In this paper, a river network-estuary-coastal ocean coupled numerical simulation system is developed to study the increasing problem of seawater intrusion in the Pearl River delta and estuary area since it is greatly influenced by the coupled effects of river discharge and oceanic forcing conditions. A numerical model based on one-dimensional Saint-Venant equation is used to resolve the hydrodynamics of the whole river network which involves more than one hundred natural rivers and artificial channels to provide upward boundary conditions for the estuary-coastal ocean model. In order to accurately satisfy the irregular coastlines and numerous islands as well as meet the need of grid flexibility and higher resolution, the three-dimensional unstructured-grid Finite-Volume Coastal Ocean Model (FVCOM) is applied to simulate the interacting processes of tidal forcing and river discharge.
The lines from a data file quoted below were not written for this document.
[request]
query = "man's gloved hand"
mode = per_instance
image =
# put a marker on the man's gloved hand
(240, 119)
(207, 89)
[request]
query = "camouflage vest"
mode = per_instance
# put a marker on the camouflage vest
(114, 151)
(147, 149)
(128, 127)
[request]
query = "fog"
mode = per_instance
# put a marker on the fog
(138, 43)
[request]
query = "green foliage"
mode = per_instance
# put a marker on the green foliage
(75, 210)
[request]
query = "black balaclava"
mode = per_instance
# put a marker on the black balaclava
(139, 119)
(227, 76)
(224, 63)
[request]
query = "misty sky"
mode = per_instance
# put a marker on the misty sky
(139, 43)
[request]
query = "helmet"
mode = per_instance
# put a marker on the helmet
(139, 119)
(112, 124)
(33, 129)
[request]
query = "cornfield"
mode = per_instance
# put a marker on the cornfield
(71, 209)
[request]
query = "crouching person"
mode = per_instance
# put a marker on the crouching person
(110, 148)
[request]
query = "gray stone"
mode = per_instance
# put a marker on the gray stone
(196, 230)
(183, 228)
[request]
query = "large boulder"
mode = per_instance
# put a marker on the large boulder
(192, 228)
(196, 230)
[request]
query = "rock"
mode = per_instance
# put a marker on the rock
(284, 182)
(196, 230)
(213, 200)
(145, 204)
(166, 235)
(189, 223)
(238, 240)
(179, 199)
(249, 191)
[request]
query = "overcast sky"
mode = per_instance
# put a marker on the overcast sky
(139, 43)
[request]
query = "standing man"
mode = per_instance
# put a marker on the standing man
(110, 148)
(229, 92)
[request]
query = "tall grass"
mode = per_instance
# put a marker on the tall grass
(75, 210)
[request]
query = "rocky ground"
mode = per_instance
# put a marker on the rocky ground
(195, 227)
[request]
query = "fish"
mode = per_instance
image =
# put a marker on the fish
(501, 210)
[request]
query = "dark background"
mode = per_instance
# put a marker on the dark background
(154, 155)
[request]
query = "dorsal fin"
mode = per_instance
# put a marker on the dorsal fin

By establishing a communicational mechanism, these two models are integrated into a simulation system. Then, the simulation system is well calibrated and validated using field measurement and remote sensing data. The results show that the simulation system can correctly capture the dynamic processes of interactions between river discharge and oceanic and meteorological forcings. Based on the validated simulation system, several process-oriented numerical experiments are conducted to study the dynamic process and find out the relationship between these effecting factors such as river discharge, tidal forcing, wind, bathymetric etc. Simulation results indicate that fresh water drifting westward during ebb tide and seawater directly intruding during flood tide is the controlling dynamic process leading seawater intrusion. These important effects on the seawater intrusion from the dynamic interactions have never been investigated and have largely been neglected in the previous investigations of seawater intrusion in the Pearl River Delta and Estuarine area for its complexity of dynamics, which is characterized as "hundreds of interlaced rivers and eight connected outlets to South China Sea".